Voice Activity Detection (VAD) is a method of improving speech estimation, but inherently relies on an imperfect concept of binary recognition of the presence or absence of speech in noisy signals.

Fig. 3a and 3b illustrate in more detail the configuration of the processor 220 within the system of an earplug 120 according to embodiments of the invention the embodiment of fig. 3a and 3b recognises that under moderate signal-to-noise ratio (SR) conditions, improved non-stationary noise reduction can be achieved with only voice estimation, without the VAD being required unlike the method in which voice activity detection is used to distinguish between the presence and absence of voice and a discrete binary decision signal from the VAD is used to gate (i.e. turn on and off) a noise suppressor acting on the audio signal the embodiment of fig. 3 recognises that it is also possible to rely on the accelerometer signal or some signal derived from the accelerometer signal to obtain a sufficiently accurate voice estimation, even under acoustic conditions where an accurate voice estimation cannot be obtained from the microphone signal.

In more detail, in fig. 3, the microphone signal from microphone 210 is conditioned by noise suppressor 310 and then passed to an output, such as for wireless communication to device 110. The noise suppressor 310 is continuously controlled by the speech estimation/characterization module 320 without any switching gating by any VAD. The speech estimation/characterization module 320 takes input from the accelerometer 230 and optionally also from other accelerometers, the microphone 210, and/or other microphones.

In such an embodiment, the selection of the accelerometer 230 as a bone conduction sensor is particularly useful because, as an approximation of , the noise floor in commercial accelerometers is spectrally flat.these devices are all acoustically transparent before reaching the resonant frequency and therefore do not display any signal due to ambient noise.accordingly, the noise profile of the sensor 230 can be updated a priori to the speech estimation process. important differences are present because it allows modeling of the temporal and spectral properties of the real speech signal without dynamic interference from complex noise models.

The speech estimation 320 is performed based on certain signal guarantees in the microphone 210 and the accelerometer 230, in particular as guaranteed in the wireless ear bud use case. However, the bone conduction spectral envelope in the earplug can be corrected to trade off feature importance, but the matching signal is not necessary for designing the tuning parameters.

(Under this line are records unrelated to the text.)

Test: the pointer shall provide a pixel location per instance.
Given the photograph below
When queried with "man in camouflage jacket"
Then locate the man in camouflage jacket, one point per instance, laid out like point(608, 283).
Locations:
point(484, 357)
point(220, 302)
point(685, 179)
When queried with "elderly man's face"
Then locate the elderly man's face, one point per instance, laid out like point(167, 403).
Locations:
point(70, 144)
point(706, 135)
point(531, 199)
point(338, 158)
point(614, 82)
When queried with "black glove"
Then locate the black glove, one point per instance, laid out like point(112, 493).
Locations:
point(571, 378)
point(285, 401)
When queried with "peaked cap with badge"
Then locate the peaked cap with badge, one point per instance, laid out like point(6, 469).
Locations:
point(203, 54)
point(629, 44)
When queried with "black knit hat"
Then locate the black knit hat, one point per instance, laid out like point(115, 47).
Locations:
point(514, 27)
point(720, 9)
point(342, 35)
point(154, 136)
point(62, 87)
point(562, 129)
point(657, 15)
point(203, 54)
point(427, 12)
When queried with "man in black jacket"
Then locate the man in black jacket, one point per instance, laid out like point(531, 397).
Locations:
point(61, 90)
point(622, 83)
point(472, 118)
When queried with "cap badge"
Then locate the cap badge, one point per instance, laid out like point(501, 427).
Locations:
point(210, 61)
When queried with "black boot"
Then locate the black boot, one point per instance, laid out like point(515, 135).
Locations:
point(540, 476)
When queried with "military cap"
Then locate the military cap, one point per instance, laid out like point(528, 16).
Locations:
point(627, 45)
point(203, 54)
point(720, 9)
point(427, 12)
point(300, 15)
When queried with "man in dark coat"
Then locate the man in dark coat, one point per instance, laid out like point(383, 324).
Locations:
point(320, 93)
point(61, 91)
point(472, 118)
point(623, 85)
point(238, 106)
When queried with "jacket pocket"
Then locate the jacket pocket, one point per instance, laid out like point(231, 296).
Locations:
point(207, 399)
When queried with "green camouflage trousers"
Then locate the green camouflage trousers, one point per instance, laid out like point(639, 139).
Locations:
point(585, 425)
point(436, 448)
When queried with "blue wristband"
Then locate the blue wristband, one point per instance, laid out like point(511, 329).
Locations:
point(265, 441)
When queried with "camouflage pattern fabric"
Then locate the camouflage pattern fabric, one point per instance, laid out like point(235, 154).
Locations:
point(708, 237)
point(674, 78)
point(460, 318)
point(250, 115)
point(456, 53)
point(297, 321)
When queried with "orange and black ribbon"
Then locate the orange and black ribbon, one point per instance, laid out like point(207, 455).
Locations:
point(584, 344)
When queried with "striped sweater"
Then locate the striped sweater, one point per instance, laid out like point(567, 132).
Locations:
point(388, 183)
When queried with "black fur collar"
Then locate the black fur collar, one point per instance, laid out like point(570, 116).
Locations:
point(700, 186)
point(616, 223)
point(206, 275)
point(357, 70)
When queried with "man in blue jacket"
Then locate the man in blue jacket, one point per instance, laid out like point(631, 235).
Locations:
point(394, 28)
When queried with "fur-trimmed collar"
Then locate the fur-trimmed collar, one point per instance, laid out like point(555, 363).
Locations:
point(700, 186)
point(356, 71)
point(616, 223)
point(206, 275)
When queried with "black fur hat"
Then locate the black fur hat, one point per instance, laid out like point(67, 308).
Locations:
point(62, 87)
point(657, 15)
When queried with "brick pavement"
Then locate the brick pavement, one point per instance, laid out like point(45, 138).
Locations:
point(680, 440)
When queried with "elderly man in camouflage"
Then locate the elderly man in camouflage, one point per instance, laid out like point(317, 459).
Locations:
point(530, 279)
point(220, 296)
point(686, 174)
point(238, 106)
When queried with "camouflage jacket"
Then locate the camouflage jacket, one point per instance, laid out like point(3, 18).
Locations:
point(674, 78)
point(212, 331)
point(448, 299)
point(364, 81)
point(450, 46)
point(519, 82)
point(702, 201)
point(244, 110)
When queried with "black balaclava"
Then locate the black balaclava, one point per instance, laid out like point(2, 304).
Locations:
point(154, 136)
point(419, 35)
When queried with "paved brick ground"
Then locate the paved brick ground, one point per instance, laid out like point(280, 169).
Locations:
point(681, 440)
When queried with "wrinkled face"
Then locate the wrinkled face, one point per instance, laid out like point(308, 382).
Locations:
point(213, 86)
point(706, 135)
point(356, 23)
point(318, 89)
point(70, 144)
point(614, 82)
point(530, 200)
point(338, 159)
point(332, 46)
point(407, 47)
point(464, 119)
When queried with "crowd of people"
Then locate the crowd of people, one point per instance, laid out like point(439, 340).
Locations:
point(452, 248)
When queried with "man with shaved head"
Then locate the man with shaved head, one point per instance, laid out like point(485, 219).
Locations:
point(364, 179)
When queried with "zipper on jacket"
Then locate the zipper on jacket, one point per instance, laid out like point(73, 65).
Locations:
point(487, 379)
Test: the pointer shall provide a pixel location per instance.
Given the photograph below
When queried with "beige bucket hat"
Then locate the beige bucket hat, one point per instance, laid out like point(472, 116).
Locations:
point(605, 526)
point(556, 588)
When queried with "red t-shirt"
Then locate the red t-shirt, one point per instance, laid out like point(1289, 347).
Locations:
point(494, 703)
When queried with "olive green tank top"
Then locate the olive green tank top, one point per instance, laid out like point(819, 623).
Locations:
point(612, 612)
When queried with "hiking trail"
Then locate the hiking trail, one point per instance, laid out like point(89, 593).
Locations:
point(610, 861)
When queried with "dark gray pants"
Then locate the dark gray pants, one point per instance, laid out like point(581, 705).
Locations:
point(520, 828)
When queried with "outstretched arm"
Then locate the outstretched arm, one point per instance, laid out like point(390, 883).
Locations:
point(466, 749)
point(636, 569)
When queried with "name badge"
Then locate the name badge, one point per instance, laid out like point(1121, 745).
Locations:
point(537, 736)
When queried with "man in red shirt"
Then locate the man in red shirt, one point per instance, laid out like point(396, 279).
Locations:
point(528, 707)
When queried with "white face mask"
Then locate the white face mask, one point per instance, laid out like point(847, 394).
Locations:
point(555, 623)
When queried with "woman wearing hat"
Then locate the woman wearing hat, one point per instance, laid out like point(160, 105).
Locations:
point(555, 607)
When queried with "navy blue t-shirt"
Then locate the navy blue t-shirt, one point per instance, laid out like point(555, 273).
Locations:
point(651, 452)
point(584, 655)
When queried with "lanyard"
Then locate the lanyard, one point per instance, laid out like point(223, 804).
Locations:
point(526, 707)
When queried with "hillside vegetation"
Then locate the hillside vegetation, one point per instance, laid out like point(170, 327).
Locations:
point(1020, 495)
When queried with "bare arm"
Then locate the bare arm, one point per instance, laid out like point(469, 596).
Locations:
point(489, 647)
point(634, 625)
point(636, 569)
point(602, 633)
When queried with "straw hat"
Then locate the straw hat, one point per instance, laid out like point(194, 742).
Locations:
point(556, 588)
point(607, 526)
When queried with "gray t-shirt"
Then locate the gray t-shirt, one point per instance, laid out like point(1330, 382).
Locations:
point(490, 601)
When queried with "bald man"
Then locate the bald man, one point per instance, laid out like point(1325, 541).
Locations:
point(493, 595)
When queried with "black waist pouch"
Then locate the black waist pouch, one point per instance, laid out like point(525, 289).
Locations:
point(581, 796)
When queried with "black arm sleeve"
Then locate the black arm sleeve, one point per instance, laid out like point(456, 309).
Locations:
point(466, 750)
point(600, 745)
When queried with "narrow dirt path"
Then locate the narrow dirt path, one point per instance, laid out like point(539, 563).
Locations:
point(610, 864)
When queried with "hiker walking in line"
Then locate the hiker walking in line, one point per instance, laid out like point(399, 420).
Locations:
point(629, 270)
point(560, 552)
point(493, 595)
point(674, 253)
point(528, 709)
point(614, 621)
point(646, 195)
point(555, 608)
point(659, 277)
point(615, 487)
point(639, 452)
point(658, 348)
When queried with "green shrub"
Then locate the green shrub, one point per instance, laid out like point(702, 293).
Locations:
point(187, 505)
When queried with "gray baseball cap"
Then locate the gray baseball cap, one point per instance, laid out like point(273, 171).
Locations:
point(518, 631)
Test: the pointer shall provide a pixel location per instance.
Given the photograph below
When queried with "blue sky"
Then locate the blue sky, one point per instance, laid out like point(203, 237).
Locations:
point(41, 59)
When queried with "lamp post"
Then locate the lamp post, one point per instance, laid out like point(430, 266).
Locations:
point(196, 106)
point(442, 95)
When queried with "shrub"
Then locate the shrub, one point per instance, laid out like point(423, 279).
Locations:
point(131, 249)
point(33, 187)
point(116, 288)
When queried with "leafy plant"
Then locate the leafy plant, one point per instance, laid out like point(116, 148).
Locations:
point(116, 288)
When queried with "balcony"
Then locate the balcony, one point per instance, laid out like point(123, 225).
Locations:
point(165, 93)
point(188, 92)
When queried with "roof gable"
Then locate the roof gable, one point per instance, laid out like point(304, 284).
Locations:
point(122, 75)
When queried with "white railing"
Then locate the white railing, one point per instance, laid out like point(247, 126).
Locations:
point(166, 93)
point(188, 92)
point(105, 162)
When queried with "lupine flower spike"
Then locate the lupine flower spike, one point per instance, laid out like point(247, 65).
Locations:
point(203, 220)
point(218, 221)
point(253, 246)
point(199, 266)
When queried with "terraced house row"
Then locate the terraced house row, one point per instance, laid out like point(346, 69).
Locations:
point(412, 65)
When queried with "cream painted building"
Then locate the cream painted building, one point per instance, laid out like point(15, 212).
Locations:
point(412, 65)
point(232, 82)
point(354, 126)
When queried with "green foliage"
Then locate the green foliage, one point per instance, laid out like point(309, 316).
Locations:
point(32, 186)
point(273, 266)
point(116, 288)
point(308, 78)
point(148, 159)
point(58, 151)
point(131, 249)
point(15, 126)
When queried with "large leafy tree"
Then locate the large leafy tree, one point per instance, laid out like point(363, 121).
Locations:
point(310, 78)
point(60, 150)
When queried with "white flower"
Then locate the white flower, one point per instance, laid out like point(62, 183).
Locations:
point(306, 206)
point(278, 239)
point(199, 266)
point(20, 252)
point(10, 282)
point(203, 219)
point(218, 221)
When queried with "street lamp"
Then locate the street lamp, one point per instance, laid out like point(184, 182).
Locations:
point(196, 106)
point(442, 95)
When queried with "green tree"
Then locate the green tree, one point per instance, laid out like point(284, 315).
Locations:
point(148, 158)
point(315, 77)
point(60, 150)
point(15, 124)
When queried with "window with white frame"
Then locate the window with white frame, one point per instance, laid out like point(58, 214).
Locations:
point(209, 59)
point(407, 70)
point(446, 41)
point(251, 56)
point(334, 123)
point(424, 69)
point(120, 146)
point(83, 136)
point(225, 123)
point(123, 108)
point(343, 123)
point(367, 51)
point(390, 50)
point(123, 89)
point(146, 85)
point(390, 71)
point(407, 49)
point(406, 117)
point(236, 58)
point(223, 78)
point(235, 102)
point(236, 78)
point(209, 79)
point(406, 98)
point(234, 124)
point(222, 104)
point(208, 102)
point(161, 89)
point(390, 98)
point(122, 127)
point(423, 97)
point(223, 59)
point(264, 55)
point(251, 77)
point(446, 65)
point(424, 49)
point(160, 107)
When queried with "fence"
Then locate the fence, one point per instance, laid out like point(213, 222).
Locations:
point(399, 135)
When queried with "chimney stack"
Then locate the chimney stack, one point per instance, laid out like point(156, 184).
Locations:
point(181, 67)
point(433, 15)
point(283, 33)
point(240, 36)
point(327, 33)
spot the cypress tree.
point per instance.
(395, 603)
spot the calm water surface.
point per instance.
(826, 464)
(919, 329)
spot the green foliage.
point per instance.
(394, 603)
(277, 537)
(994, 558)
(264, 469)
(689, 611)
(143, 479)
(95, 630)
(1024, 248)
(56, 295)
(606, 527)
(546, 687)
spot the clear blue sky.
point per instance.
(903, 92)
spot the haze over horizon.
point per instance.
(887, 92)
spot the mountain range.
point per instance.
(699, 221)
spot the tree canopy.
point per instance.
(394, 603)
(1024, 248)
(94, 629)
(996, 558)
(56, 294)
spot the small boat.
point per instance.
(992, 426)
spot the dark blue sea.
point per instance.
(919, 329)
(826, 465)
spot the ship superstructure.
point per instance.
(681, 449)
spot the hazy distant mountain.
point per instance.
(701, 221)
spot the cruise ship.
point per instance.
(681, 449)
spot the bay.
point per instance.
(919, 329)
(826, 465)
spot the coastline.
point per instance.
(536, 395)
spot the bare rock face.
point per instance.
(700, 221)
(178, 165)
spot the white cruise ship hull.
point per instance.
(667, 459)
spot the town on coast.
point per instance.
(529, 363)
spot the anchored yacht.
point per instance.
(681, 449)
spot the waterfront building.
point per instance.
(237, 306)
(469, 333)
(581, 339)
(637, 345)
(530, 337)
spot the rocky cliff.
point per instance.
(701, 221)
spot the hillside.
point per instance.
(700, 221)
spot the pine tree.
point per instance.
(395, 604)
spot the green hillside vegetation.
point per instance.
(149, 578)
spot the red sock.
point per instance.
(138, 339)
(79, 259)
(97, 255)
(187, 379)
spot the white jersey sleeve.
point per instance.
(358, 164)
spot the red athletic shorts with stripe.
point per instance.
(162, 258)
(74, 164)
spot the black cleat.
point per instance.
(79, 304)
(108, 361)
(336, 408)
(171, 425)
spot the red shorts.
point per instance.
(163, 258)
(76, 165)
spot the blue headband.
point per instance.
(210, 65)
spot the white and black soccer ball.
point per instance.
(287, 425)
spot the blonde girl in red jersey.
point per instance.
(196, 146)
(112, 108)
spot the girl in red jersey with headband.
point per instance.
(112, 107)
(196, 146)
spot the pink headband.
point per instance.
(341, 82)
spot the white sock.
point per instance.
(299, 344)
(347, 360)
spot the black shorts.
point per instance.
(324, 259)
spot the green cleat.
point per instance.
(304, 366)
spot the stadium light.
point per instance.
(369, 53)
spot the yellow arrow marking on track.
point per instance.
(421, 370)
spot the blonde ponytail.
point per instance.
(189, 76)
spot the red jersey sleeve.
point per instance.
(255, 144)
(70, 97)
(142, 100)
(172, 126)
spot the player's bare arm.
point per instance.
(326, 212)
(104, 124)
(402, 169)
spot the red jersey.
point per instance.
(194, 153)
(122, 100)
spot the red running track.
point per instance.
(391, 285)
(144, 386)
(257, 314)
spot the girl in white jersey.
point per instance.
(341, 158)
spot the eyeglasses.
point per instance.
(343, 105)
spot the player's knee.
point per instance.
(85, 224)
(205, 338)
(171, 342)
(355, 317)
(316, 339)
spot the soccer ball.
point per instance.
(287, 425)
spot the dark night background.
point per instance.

Sensor non-idealities and non-linearities in a bone conduction model of the ear canal are other reasons for which corrections may be applied.

In particular, embodiments employing multiple bone conduction sensors 230 in the ear are presented to be configured to take advantage of the orthogonal vibration modes caused by bone-conducted speech in the ear canal to extract more information about the user's speech it is important that the bone-conducted signals be reliably coupled into sensors within range of the wireless earbud, to a certain extent different from wired earbuds at , and different from headphones external to the ear.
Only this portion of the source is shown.